The histological criteria for SC are high mitotic activity, nuclear pleomorphism, lobular architecture and foamy vacuolization of the cytoplasm (9). Histologically SC divided into three types sebaceous adenoma, basal cell carcinoma with sebaceous differentiation and sebaceous carcinoma (13). The present literature is divided on the aggressive nature and metastasis potential of extra ocular SC (5,8,14). Extra ocular SC is known to recur locally and spread to lymph nodes and visceral organs (15). Histologically the poor prognostic indicators are poor differentiation, presence of lymphatic or vascular permeation, presence of Pagetoid cells shown in histology and immuno histochemical staining (16, 17).
The biological behavior of SC is still open for discussion as there are varied opinions about the incidence of local and distant failure in patients with extra orbital SC (18). Due to its rarity with only about 150 cases reported in the literature so far there is no single opinion on the aggressive nature of the disease. However the series by Wick, King and Hernandaz showed the distant metastasis occurred inpatients with extra orbital SC. The present case is different from that in the literature in that this malignancy occurred in the 3rd decade of life. The patient had recurrence of disease at the primary site one year after the initial surgery and very locally aggressive with bone, meningeal and regional lymph nodes infiltration. The lungs and vertebral columns were also involved with metastasis.

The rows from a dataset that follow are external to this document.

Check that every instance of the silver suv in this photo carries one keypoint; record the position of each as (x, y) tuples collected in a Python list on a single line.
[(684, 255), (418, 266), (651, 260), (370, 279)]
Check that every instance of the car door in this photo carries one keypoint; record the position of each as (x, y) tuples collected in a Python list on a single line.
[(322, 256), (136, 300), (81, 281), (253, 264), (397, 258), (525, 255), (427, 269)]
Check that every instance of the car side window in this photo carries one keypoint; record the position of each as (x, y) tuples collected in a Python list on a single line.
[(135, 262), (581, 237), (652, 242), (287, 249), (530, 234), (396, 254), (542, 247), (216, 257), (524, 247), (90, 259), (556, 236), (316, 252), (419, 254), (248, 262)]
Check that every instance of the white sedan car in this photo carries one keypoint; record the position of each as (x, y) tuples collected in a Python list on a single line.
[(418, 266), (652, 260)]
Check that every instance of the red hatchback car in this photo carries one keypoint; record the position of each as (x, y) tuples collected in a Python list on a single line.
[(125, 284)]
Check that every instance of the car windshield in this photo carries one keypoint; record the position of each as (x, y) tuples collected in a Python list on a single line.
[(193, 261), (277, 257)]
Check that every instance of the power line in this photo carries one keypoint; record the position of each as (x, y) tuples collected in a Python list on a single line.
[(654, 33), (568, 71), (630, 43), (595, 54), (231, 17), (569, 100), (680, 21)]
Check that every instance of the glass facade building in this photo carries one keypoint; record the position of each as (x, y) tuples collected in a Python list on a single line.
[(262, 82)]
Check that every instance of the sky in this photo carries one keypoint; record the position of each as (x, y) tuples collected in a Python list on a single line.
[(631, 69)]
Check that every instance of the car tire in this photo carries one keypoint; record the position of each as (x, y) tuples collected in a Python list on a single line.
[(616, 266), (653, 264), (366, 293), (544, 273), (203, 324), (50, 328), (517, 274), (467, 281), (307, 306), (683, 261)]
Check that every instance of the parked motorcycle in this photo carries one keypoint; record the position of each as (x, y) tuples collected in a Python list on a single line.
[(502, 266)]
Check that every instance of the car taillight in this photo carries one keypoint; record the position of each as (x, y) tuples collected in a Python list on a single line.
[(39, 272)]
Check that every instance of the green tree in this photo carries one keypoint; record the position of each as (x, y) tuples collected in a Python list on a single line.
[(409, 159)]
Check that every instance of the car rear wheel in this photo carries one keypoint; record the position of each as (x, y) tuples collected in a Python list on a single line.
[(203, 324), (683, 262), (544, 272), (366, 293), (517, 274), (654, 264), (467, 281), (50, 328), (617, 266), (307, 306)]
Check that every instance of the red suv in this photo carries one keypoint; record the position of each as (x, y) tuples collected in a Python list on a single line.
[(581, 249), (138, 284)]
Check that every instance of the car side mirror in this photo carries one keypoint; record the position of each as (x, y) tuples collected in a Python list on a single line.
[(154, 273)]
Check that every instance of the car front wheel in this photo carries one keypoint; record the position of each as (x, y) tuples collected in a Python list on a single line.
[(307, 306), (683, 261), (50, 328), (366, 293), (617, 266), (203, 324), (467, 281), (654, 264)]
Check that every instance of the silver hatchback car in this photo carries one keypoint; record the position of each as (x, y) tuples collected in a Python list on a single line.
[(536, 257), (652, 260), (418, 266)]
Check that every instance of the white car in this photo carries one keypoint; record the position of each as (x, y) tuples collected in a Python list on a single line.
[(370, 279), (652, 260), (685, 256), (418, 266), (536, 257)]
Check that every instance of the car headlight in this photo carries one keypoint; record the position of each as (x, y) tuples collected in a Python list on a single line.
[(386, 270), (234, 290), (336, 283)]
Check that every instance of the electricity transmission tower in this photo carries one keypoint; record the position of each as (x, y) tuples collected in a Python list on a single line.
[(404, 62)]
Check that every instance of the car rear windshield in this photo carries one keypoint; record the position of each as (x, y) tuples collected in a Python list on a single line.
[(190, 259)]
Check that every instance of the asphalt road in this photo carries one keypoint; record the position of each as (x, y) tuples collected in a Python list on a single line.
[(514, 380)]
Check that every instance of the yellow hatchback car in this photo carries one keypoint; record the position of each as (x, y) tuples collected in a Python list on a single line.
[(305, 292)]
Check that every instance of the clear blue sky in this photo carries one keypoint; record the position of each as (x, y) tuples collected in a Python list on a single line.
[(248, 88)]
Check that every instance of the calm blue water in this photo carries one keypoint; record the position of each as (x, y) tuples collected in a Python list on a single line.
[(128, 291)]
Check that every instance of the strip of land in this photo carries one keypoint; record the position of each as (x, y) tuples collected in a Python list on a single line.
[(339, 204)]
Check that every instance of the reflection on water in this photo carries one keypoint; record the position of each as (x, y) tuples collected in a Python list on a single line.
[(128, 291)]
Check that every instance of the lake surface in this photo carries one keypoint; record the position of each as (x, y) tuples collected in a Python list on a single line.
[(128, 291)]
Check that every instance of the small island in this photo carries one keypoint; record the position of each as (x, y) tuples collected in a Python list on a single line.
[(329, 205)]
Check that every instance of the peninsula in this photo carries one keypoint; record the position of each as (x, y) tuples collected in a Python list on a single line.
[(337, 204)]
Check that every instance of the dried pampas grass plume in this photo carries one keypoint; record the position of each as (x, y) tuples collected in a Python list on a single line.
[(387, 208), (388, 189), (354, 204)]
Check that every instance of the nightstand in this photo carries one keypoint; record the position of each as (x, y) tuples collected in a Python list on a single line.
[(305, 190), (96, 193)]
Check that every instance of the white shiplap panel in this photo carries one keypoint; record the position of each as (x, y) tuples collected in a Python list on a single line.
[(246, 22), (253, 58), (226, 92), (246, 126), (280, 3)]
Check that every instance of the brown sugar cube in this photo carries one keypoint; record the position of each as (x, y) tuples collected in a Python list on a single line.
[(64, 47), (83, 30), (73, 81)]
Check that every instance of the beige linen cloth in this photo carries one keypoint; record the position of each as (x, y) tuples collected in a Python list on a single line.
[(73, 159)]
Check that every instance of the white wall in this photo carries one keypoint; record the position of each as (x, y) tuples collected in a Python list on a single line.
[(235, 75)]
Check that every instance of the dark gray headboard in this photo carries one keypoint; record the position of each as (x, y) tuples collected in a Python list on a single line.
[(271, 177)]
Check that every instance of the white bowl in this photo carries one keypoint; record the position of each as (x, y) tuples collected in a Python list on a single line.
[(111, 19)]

The role of adjuvant treatment with radiation and chemotherapy after surgery is not clear in the extra ocular SC due to its rare presentation. We treated the patient with external radiation with a palliative intent and advised chemotherapy as the patient was young.
We conclude that the extra ocular SC is an aggressive skin malignancy and needs to be radically treated by surgery followed by additional treatment depending on the prognostic features as discussed above. Patients with extra orbital SC have to be followed up closely for assessment of recurrence and distant metastasis.